This is a series of articles dealing with the British nobility beginning with William the Conqueror in 1066 and ending with Henry VIII circa 1530. The information within has been compiled from multiple resources and a bibliography will follow the completed work. Beginning with the Normans, the Plantagenets, the Lancasters, the Yorks, and then finally, the Tudors.
Henry I: Although he came to power in 1100 under suspicion, he is thought to have ruled well and been a popular monarch. In 1100, he issued The Charter of Liberties, which pledged good government. He also married Edith, daughter of Malcolm III of Scotland.
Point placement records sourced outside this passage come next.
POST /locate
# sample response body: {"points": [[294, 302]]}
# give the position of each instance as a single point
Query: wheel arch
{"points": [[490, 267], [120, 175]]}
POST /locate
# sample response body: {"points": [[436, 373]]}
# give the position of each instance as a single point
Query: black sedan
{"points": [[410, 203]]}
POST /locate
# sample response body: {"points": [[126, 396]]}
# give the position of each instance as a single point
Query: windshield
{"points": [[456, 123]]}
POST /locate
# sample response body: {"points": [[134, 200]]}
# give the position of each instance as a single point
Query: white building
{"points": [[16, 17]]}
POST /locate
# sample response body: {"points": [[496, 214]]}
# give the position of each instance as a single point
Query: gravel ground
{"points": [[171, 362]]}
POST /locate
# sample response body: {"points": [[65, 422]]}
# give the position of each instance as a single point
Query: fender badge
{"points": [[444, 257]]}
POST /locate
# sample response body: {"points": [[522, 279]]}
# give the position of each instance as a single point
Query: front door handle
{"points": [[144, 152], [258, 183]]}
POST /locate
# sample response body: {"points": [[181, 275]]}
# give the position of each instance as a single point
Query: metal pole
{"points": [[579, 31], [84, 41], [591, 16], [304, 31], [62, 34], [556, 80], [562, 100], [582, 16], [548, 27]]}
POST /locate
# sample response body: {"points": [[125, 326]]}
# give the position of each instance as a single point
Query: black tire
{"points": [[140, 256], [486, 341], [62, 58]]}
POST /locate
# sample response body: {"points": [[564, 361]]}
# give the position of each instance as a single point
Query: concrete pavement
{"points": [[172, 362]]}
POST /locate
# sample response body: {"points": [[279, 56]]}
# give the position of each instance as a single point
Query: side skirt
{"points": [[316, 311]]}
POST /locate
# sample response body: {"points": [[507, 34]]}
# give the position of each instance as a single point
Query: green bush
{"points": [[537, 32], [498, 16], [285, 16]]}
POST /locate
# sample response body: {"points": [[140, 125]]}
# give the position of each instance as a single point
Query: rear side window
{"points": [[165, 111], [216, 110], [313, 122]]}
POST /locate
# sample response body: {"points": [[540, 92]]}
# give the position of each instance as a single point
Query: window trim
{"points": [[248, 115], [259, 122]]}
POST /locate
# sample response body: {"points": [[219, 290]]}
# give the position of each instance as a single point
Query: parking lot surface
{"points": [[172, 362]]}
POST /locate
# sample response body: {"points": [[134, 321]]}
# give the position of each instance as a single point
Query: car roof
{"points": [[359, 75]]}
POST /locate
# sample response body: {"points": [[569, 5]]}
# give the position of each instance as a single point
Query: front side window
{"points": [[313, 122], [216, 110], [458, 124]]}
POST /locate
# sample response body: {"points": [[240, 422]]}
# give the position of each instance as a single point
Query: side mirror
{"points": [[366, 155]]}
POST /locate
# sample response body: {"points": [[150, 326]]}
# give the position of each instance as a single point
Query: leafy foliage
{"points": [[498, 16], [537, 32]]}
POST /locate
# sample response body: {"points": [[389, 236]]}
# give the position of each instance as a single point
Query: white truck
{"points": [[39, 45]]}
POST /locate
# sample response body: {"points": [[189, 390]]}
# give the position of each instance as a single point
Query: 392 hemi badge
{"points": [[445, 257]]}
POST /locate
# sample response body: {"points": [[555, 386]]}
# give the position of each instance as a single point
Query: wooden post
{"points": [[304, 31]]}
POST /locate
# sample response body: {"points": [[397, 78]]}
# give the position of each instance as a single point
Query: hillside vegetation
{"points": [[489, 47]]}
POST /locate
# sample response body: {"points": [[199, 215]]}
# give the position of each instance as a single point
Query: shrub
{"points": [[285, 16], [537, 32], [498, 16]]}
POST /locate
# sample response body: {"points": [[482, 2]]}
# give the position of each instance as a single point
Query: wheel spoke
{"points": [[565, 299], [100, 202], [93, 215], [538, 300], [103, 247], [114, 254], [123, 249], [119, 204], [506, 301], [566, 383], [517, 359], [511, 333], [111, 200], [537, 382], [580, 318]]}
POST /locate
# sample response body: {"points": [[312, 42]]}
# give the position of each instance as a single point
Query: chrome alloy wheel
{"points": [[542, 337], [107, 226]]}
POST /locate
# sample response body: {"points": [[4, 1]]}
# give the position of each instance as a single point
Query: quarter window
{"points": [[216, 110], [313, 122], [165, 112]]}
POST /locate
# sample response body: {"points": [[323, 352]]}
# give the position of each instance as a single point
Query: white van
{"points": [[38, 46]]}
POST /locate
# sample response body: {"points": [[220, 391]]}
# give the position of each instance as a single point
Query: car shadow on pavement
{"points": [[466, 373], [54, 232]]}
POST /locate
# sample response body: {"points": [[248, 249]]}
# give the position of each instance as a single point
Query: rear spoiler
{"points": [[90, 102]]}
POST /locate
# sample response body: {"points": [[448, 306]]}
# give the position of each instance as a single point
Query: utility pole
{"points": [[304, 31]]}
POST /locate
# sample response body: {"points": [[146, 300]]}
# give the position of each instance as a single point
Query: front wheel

A year later, Henry’s brother Robert invaded and tried to wrest the English throne. Henry is victorious and they both sign the Treaty of Alton, which confirms Henry as King of England and Robert as Duke of Normandy. But in 1106, Robert reneges and wars with Henry and the former is succinctly captured and imprisoned in Cardiff Castle. In 1120, Henry’s son and heir to the throne drown and his daughter, Matilda, becomes heir, which is finally accepted by the Barons in 1026.
Henry dies in 1135 of food poisoning. Henry was considered a good ruler who expanded the justice system and established the King’s Council, a council to settle disputes between the Crown and the feudal lords.